The file is included with SSODS and can be enabled (installed) on the SSODS «Settings» page. It may or may not work, depending on the SBS version you are using.

You need to restart SBS in order to activate the customisations. Once it’s active you should see more detailed system info on the about page of the SBS server settings page (in the SBS web interface).

9. Warnings, Bugs, Security

Note that little care has been taken to make this a «secure» installation. Do NOT expose it to the internets, keep it only in your local fully trusted LAN. You have read the warnings, haven’t you?

A particular nasty bug in the Bash shell has recently been discovered (see wikipedia for details).
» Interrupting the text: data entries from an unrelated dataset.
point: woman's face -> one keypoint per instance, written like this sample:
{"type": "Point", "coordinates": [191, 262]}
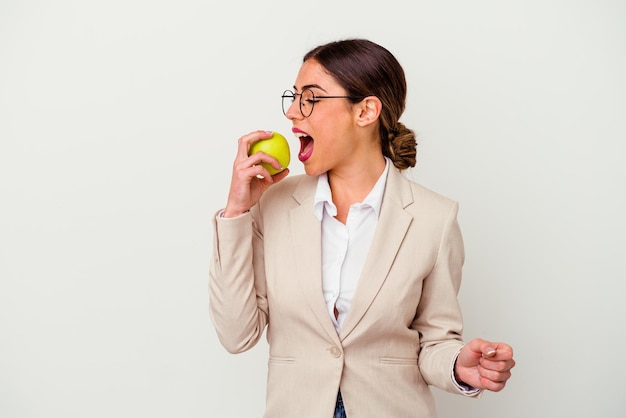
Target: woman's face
{"type": "Point", "coordinates": [327, 136]}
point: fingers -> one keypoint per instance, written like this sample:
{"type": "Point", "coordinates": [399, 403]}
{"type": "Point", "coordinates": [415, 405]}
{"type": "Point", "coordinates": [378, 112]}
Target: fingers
{"type": "Point", "coordinates": [490, 363]}
{"type": "Point", "coordinates": [246, 140]}
{"type": "Point", "coordinates": [247, 165]}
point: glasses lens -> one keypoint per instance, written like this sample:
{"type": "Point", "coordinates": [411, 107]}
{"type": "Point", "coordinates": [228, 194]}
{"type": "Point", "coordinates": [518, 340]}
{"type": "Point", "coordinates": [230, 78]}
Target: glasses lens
{"type": "Point", "coordinates": [288, 98]}
{"type": "Point", "coordinates": [307, 100]}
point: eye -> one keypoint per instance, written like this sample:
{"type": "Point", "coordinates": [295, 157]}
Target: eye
{"type": "Point", "coordinates": [309, 97]}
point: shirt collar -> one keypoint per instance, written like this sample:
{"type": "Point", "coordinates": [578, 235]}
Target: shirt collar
{"type": "Point", "coordinates": [324, 200]}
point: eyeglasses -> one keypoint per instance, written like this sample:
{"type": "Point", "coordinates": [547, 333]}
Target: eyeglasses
{"type": "Point", "coordinates": [307, 100]}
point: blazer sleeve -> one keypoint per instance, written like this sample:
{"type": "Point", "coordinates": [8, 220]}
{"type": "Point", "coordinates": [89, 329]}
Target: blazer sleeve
{"type": "Point", "coordinates": [237, 291]}
{"type": "Point", "coordinates": [439, 320]}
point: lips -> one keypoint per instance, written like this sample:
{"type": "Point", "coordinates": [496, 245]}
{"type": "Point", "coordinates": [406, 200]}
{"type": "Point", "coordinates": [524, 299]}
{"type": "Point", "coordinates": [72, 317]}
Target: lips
{"type": "Point", "coordinates": [306, 144]}
{"type": "Point", "coordinates": [306, 148]}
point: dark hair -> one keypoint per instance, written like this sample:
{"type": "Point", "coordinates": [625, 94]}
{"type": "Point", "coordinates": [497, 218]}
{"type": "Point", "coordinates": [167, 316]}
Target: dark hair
{"type": "Point", "coordinates": [364, 68]}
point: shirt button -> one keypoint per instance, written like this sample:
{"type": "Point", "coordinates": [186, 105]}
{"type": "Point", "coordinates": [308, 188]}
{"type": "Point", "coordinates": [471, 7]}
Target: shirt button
{"type": "Point", "coordinates": [335, 352]}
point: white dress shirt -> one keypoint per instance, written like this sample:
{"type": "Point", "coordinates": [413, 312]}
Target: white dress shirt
{"type": "Point", "coordinates": [345, 247]}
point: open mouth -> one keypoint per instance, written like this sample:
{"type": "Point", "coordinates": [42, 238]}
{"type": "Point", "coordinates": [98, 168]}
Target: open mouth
{"type": "Point", "coordinates": [306, 146]}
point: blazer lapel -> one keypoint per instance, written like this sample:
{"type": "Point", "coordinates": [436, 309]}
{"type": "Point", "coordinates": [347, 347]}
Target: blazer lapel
{"type": "Point", "coordinates": [308, 253]}
{"type": "Point", "coordinates": [393, 224]}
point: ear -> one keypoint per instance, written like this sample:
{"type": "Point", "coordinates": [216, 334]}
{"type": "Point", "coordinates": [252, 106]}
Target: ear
{"type": "Point", "coordinates": [368, 111]}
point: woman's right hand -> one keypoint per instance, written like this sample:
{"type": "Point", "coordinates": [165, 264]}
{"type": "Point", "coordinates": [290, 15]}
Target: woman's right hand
{"type": "Point", "coordinates": [250, 179]}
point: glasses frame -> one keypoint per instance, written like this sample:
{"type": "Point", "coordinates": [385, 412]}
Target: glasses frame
{"type": "Point", "coordinates": [292, 95]}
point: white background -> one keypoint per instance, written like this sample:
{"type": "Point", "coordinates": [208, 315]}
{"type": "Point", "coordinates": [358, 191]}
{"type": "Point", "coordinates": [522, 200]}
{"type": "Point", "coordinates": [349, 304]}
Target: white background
{"type": "Point", "coordinates": [118, 125]}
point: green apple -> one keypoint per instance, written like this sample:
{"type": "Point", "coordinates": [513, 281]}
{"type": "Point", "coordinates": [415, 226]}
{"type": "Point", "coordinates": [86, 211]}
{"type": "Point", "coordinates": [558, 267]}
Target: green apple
{"type": "Point", "coordinates": [276, 146]}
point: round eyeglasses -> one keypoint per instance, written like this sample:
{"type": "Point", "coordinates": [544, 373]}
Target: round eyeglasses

The versions of Bash included in the SSODS packages are affected.

Hence, you should probably uninstall SSODS and not use it anymore. A work-around might be stopping the affected part of SSODS, namely the SSODS admin webserver. This is what runs the bash in a way that makes an attack possible. You can disable the webserver from being started by removing its startup script:

$ rm /opt/ssods4/etc/init.d/thttpd-ssods

Or you move it somewhere else so that you can manually start the webserver only when you need it:

$ mv /opt/ssods4/etc/init.d/thttpd-ssods /opt/ssods4/bin
$ /opt/ssods4/bin/thttpd-ssods start
$ /opt/ssods4/bin/thttpd-ssods stop

Note that all of this is untested. YMMV. The «official» word is: uninstall SSODS and don’t use it anymore.